Dormond Béguelin Marlyse · Nationalrat · 2006-03-15
Dormond Béguelin Marlyse · Nationalrat · Waadt · Sozialdemokratische Fraktion · 2006-03-15
Wortprotokoll
Lors de notre voyage en Bosnie au mois de juillet 2005, voyage effectué par neuf parlementaires de différents partis, nous avons pu nous rendre compte de la situation sur place. Nous avons vu un pays où les traces de la guerre sont encore très visibles dix ans après la fin officielle du conflit. D'une part, des marques physiques: nous avons vu énormément de maisons avec des traces de balles, des maisons détruites, des champs de mines le long des routes. D'autre part, des marques humaines: des personnes encore gravement traumatisées dans leur corps mais aussi dans leur esprit.
Il faut tout de même se souvenir que cette guerre a fait 250 000 morts. Ce conflit a détruit 50 pour cent des infrastructures, qui ne sont pas encore reconstruites. Deux millions de personnes ont été déplacées: 1 million à l'intérieur du pays et 1 million à l'étranger. La moitié est rentrée au pays, mais parmi elle 20 pour cent seulement ont pu s'installer dans leur région d'origine.
Des camps de réfugiés existent encore en Bosnie. Pour la région de Tuzla que nous avons visitée, quatre camps de réfugiés sont encore occupés. En plus, de nombreuses personnes résident encore dans leurs familles, loin de leurs villages, dans des conditions qui auraient dû être provisoires. En raison d'un fort sentiment d'insécurité, il n'est souvent pas envisageable pour les victimes des massacres de retourner dans leurs maisons. En effet, leurs bourreaux habitent, en toute liberté, souvent dans le village voisin. Sur le même sujet, il faut savoir que deux jours après notre passage, lors de la commémoration des dix ans du massacre de Srebrenica, des cars transportant des familles bosniaques vers le mémorial de Potocari ont été la cible de divers projectiles et même de balles, de la part de Serbes, alors qu'ils traversaient des villages.
Les séquelles de la guerre sont aussi illustrées par ce genre d'événements, qui démontrent la fragilité du calme relatif à l'heure actuelle dans ce pays. A nos yeux, la Bosnie n'est pas encore un pays sûr. La Bosnie est le pays le plus pauvre des Balkans, après l'Albanie. L'économie du pays est encore dans un état de délabrement consternant. Il faudrait un véritable plan Marshall pour relever le pays, à l'image de ce qui s'est passé en Europe à la fin de la Deuxième Guerre mondiale. Dans la région de Srebrenica, le chômage avoisine les 80 pour cent, cela bien qu'une usine ait ouvert, mais elle a surtout engagé des Serbes; son personnel est complet et il n'y a plus de place pour de nouveaux travailleurs. C'est dire qu'il n'y a pas d'espoir actuellement pour de nouveaux arrivants.
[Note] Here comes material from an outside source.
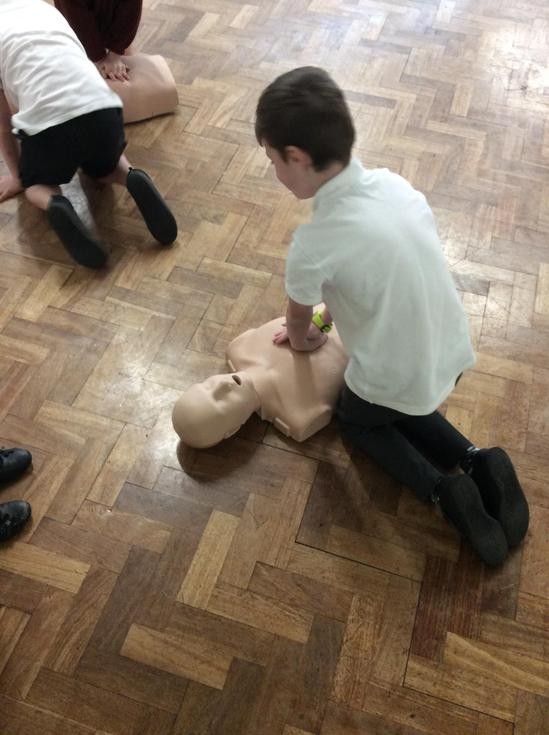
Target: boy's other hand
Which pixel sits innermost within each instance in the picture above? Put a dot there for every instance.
(112, 66)
(9, 187)
(314, 339)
Sur le plan social aussi, la situation est préoccupante. Le directeur du centre social de Tuzla dresse un sombre tableau de la situation. Le pays n'a pas de système social, ce qui provoque de grandes disparités entre les régions. Certaines n'ont pas de système social et d'autres le réservent aux habitants d'origine, ce qui exclut les victimes de la guerre déplacées à l'intérieur du pays. Les professionnels travaillent dans des conditions difficiles et font surtout les pompiers pour les situations les plus urgentes. Le canton de Tuzla, qui compte environ 650 000 habitants - ce qui est la grandeur du canton de Vaud -, n'a que 13 centres sociaux, avec au total deux ou trois psychologues. Le service pour les personnes invalides est au quatrième étage d'un immeuble sans ascenseur, et les personnes handicapées doivent être reçues au rez-de-chaussée, au bas de l'escalier, dans un corridor ouvert à tous vents.
L'aide au retour, il est vrai, permet, avec d'autres aides, de remonter les murs d'une maison. Mais souvent, l'équipement de base, comme l'électricité et l'eau, sont à la charge des réfugiés, ce qui est vraiment très coûteux.
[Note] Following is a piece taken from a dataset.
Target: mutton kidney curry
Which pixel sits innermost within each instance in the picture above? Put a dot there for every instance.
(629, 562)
Dans cette situation d'insécurité et de dénuement, nous estimons que la Suisse ne doit pas encore classer la Bosnie dans la liste des pays sûrs. Il n'y a aucune raison pour que notre pays utilise comme il le fait des critères différents de ceux du Haut Commissariat des Nations Unies pour les réfugiés et des autres pays européens.
Je vous recommande d'adopter la motion Müller-Hemmi.